SageMaker AI domain EFS volumes are tagged with a key namedManagedByAmazonSageMakerResource with the value of the domain ARN. They do not have granular tags to understand the space usage on a per user level. Administrators can attach the EFS volume to an EC2 instance for bespoke monitoring though.
Cost monitoring
Automated tags enable Administrators to track, report, and monitor your ML spend through out-of-the-box solutions such as AWS Cost Explorer andAWS Budgets, as well as custom solutions built on the data from AWS Cost and Usage Reports (CURs).
To use the attached tags for cost analysis, they must first be activated in the Cost allocation tags section of the AWS Billing console.

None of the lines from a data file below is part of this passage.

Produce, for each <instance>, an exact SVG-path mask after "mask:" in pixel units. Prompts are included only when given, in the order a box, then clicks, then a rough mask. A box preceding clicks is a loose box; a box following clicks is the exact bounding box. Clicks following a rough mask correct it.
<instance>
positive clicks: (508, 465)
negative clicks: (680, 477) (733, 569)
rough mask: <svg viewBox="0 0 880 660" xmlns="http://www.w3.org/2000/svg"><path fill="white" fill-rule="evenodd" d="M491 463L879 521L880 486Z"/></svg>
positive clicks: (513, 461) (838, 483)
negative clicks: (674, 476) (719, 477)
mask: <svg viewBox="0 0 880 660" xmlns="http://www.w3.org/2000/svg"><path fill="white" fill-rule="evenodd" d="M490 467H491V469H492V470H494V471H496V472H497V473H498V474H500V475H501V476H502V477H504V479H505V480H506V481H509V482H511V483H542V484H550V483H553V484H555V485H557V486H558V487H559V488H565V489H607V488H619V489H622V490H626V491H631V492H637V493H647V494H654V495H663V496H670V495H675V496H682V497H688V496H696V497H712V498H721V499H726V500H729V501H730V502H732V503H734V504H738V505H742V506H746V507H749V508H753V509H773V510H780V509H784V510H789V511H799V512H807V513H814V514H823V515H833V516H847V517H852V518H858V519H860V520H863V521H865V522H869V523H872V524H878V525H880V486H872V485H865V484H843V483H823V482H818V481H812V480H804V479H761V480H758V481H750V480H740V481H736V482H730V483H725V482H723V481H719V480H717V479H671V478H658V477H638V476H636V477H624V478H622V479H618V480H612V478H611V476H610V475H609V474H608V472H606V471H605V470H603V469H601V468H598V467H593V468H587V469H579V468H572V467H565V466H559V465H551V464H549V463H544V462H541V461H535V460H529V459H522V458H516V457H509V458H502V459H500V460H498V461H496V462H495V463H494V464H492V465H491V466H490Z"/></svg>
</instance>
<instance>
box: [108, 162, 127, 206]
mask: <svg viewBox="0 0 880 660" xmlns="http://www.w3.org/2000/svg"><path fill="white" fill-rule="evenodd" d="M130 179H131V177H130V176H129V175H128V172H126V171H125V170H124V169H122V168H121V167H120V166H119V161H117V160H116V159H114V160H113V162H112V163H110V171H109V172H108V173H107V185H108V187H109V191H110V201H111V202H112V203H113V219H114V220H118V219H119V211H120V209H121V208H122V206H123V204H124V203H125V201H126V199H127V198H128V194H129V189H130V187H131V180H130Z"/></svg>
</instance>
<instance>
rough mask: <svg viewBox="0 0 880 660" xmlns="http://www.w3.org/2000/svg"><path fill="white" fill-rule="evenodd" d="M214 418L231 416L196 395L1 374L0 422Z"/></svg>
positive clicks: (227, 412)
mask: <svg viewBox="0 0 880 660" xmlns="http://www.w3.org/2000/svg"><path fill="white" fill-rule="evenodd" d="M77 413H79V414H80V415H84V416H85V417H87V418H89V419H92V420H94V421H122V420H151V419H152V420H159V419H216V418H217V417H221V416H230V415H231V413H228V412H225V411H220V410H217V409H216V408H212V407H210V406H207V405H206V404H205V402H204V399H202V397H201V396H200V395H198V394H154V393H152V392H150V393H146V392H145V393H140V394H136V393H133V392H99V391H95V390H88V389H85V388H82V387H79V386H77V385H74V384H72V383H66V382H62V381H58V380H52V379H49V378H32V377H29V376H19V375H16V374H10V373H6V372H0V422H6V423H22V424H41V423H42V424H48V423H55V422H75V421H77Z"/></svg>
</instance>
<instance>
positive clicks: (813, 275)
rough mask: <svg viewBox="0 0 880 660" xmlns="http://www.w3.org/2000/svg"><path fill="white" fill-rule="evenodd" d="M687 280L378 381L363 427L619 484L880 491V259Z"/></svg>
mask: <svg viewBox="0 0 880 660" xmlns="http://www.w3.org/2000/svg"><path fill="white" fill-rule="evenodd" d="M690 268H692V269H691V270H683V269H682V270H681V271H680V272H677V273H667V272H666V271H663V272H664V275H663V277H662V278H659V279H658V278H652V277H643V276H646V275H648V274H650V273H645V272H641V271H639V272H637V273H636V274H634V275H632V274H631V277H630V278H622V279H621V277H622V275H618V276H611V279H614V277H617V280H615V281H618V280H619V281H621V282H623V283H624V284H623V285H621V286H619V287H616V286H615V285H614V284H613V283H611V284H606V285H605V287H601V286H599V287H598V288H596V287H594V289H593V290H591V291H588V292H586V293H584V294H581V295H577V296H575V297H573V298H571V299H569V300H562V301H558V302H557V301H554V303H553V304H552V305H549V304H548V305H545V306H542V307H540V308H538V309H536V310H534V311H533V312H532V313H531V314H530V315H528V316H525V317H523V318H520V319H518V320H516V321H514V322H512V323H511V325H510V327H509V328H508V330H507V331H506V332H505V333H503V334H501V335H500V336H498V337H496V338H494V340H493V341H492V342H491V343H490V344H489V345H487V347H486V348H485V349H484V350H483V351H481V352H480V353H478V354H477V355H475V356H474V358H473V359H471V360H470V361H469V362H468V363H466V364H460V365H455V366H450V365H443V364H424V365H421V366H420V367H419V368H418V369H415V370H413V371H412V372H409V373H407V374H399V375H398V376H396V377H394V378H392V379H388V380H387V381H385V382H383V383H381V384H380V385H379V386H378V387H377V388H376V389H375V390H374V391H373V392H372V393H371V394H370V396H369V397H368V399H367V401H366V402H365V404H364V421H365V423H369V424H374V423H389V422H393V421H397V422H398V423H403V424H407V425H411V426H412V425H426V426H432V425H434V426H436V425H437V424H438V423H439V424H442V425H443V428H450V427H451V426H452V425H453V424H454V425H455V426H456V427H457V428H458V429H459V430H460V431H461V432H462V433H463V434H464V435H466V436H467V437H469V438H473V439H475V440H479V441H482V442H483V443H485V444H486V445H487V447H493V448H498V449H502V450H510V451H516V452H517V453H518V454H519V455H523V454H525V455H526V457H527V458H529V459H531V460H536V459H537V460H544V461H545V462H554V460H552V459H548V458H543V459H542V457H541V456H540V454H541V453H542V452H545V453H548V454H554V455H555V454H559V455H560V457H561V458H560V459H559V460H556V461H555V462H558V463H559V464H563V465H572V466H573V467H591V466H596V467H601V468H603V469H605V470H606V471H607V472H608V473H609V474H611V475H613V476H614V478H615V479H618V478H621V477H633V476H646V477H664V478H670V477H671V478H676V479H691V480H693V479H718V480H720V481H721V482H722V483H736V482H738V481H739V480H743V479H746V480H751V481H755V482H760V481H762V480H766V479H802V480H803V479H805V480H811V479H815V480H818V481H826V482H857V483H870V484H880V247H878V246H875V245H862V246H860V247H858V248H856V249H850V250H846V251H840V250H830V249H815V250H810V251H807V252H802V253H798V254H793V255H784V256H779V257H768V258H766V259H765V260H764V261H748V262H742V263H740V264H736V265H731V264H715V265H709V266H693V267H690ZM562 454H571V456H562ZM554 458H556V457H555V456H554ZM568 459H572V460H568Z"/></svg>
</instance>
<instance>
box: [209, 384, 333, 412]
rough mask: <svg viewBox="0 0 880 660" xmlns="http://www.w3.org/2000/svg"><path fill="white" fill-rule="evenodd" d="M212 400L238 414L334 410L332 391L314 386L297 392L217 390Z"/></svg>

It can take up to 24 hours for tags to show up in the cost allocate tag panel, so you’ll need to create a SageMaker AI resource prior to enabling them.
After you have enabled a cost allocation tag, AWS will begin tracking your tagged resources, and after 24-48 hours, the tags will show up as selectable filters in cost explorer.
Cost control
When the first SageMaker AI Studio user is onboarded, SageMaker AI creates an EFS volume for the domain. Storage costs are incurred for this EFS volume as notebooks and data files are stored in the user’s home directory. When the user launches Studio notebooks, they are launched for the compute instances running the notebooks. Refer to Amazon SageMaker AI pricing for detailed breakdown of costs.
Administrators can control compute costs by specifying the list of instances a user can spin up, using IAM policies as mentioned in the Common guardrails section. In addition, we recommend that customers make use of the SageMaker AI Studio auto shutdown extension to save costs by automatically shutting down idle apps. This server extension periodically polls for running apps per user profile, and shuts down idle apps based on a timeout set by the administrator.
To set this extension for all users in your domain, you can use a lifecycle configuration as described in Customization section. Additionally, you can also use the extension checker to ensure all of your domain’s users have the extension installed.